Sitting in section 106, gray suede Converse Pro Leathers on my feet, a roast beef panini on a plate in my hand, peering down at the Verizon Center court to check out Team USA nearly blow an anticipated exhibition against Brazil, it hit me. This is weird…this doesn’t make any sense. I really shouldn’t be here. I had a media credential hanging from my neck, and yet… I wasn’t all that interested in covering the game, a Team USA game. Much of that had to do with no locker room access, and very limited postgame interview opportunities (international rules). But it also had to do with the fridge stocked with drinks, the hot plates holding hot dogs, the elaborate vegtable and sandwich platters, the shrimp, the flatscreens and the view of the court.
Nike hooked us up, and we had all of that and more within a Verizon Center suite to watch USA’s come-from-behind 11-point win over Brazil last night as well as Barack get shot down twice by Michelle. There was Kobe, LeBron, Carmelo, KD and the rest of the best players in the world. And there was I, up in the suite crunching on some croutons.
Along with some other selected media members, I spent the last four days in Washington, D.C. to take in everything that this year’s World Basketball Festival had to offer, and while I eventually didn’t turn down a chance to catch up with the Team USA stars (I went down for the postgame to listen to what they had to say, despite it being a mob scene), I also had no problem spending most of the night up in the suite. We’re always treated well by Nike, and this trip was no different.

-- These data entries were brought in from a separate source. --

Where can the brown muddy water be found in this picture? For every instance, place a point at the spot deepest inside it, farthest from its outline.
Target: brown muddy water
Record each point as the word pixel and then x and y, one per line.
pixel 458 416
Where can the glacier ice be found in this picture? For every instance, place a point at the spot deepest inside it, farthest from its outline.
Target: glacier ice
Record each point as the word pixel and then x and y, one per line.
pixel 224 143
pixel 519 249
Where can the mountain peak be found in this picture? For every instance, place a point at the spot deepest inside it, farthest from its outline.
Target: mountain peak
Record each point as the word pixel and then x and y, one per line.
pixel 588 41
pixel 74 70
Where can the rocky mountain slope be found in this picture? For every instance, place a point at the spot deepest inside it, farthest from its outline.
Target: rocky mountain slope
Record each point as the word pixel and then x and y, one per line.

I got down to the nation’s capital on Friday morning, and while I spent much of the day cooped up in the hotel getting work done, we all hit up Barry Farms that night to check out Team Nike invade the Goodman League. As I wrote over the weekend, I’ve been to the famed courts a few different times – Red Bull tournament events, a John Wall photoshoot earlier this spring – but had never seen a game. Take a whiff of Barry Farms, and you can smell a lot of things, but what sticks out most is the love of the game. The whole community comes out, and they don’t come out to cause a scene or watch fireworks or get drunk or listen to a concert. They are all there, some in the bleachers, some in their lawn chairs sprawled out courtside, because they love the game. That’s what draws John Thompson, what draws Kevin Durant and James Harden. And that’s what draws old heads like Kenny Satterfield. They were all there Friday night. Goodman held serve, but not before we were all introduced to Adris DeLeon aka “2 Hard 2 Guard”. I had never seen him play, and didn’t realize until later in the weekend when he’d dominate the City Tournament of Champions final against Marcus Williams, Pooh Jeter and the rest of the L.A. squad that this was only his opening act. When he wasn’t banking free throws, he was lacing the nets with deep threes, and kept a heated running conversation going virtually all game with someone in the crowd.
The action was gritty, the crowd had some star power, especially after KD and Harden showed up, we got a couple of ridiculous highlights from Baby Shaq, and Miles Rawls added the finishing touch with his trademark play-by-play. For once, the real thing lived up to the hype. THAT was streetball.
On Saturday, we hit up the Armory, a refurbished military base that acted as the home for most of the basketball during the weekend. Besides the action on the court, Nike and Jordan offered some interesting exhibits to fans. There was a one exhibit featuring all of the 1992 Dream Team and Team USA jerseys, along with game-worn sneakers. Down the middle, there was a line of sneakers called: “1992-2012 Innovation: The Game That Changed.” Everything from the ’95 Pennys to the ’01 Hyperflights to the Air Jordan 20s of 2005 were there and it was interesting to see how sneaker design has changed over the course of 20 years.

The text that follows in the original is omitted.